PrivateKey Format in Terraform Cloud

I am using the OCI provider and Terraform Cloud. OCI requires a private_key_path or private_key.
I would like to store the key as a sensitive variable in Terraform Cloud Environment Variables or regular Variables. However, I keep getting invalid format as an error. I remove all new lines and I still get it.
It does work if I assign a path to the folder with it but then I am storing the key in GitHub.
What format of pem key does Terraform Cloud take as just plain text (and then mark sensitive) or if there is a better way to store the key?

I’m getting the same error.
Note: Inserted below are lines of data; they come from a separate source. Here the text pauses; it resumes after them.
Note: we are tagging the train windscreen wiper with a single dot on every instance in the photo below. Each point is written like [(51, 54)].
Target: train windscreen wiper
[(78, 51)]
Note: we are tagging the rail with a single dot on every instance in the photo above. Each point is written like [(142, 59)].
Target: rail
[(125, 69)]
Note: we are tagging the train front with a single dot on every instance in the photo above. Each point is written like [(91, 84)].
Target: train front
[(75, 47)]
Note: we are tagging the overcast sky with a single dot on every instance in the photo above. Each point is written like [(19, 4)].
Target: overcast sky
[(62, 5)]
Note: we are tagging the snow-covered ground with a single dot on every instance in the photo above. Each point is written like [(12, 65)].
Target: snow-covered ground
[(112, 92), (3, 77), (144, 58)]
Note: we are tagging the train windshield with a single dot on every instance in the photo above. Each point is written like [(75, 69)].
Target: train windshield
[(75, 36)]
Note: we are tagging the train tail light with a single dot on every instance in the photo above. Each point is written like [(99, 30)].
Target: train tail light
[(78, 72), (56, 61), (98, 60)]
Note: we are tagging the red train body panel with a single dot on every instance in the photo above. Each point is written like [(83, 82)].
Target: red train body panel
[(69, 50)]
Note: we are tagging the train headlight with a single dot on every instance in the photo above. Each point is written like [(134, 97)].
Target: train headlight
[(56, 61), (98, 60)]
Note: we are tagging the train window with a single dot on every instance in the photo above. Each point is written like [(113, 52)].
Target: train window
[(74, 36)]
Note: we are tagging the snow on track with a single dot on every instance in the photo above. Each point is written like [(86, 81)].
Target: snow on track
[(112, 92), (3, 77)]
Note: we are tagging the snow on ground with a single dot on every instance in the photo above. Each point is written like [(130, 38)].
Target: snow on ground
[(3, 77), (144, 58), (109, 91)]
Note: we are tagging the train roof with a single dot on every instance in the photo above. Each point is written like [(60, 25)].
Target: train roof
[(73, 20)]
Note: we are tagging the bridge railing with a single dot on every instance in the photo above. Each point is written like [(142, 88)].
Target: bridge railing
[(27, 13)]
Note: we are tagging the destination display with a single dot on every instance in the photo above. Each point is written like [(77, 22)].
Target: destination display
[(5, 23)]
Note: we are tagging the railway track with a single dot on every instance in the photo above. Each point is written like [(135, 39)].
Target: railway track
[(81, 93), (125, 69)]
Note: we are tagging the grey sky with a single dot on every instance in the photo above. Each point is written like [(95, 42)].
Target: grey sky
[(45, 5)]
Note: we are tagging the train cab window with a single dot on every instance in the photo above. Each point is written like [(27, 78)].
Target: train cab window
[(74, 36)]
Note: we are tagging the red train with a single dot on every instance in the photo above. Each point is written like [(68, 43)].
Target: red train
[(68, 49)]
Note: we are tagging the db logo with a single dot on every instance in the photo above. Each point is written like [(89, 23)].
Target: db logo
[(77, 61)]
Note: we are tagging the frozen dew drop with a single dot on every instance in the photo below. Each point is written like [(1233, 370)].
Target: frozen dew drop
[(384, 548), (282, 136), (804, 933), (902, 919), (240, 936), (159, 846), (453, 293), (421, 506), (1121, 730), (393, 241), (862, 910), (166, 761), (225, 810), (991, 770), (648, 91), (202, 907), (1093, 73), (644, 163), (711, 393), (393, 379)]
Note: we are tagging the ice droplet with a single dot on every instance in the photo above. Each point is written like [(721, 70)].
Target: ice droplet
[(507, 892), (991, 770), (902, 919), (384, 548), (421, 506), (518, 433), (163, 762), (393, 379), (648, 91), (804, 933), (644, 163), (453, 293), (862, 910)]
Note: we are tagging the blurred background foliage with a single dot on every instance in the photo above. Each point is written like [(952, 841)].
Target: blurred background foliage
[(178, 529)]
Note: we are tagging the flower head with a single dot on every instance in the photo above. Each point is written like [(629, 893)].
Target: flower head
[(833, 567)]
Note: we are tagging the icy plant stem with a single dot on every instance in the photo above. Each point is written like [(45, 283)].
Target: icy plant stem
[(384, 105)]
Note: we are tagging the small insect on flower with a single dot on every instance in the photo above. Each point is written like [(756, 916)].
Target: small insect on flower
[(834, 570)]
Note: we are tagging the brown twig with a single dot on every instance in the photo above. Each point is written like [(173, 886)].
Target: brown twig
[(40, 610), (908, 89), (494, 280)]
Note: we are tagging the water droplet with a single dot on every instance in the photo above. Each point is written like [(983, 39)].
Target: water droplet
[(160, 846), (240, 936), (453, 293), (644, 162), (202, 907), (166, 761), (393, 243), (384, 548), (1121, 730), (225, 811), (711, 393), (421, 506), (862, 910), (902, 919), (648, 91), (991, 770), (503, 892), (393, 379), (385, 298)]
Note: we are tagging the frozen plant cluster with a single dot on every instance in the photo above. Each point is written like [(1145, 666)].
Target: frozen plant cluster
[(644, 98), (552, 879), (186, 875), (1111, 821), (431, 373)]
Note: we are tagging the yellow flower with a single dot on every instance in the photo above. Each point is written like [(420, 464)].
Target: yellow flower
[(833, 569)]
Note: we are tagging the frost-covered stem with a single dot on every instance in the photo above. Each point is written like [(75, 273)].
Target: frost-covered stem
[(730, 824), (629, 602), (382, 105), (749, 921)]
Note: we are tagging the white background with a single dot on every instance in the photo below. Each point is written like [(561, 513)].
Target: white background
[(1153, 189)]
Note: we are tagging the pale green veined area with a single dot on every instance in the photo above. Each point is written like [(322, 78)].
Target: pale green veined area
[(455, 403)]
Did you find the solution or any workaround for that?

I honestly haven’t used Terraform cloud much except as a module repository. So I have not tested this in a long time.

Finally I’ve found the solution for this issue. I’ve followed this doc from GitLab.

So all you have to do is echo the key to the file stripping \r from the variable:

echo "$SSH_PRIVATE_KEY" | tr -d '\r' | ssh-add -

But this makes the output hidden because of sensitive variable $SSH_PRIVATE_KEY, so I’ve added step to output variable to a file and then strip the \r in the file:

main.tf

resource "local_file" "deploy_ssh_key" {
  filename = "/tmp/id_rsa"
  content  = var.deploy_ssh_private_key
  file_permission = 600
}

And then I call the script with local-exec. In the script I use:

tr -d '\r' < /tmp/id_rsa > ~/id_rsa
chmod 0600 ~/id_rsa
1 Like

Not a fun workaround but I’m saving this for now. Great job figuring that out.

Hi there, any other solution to this?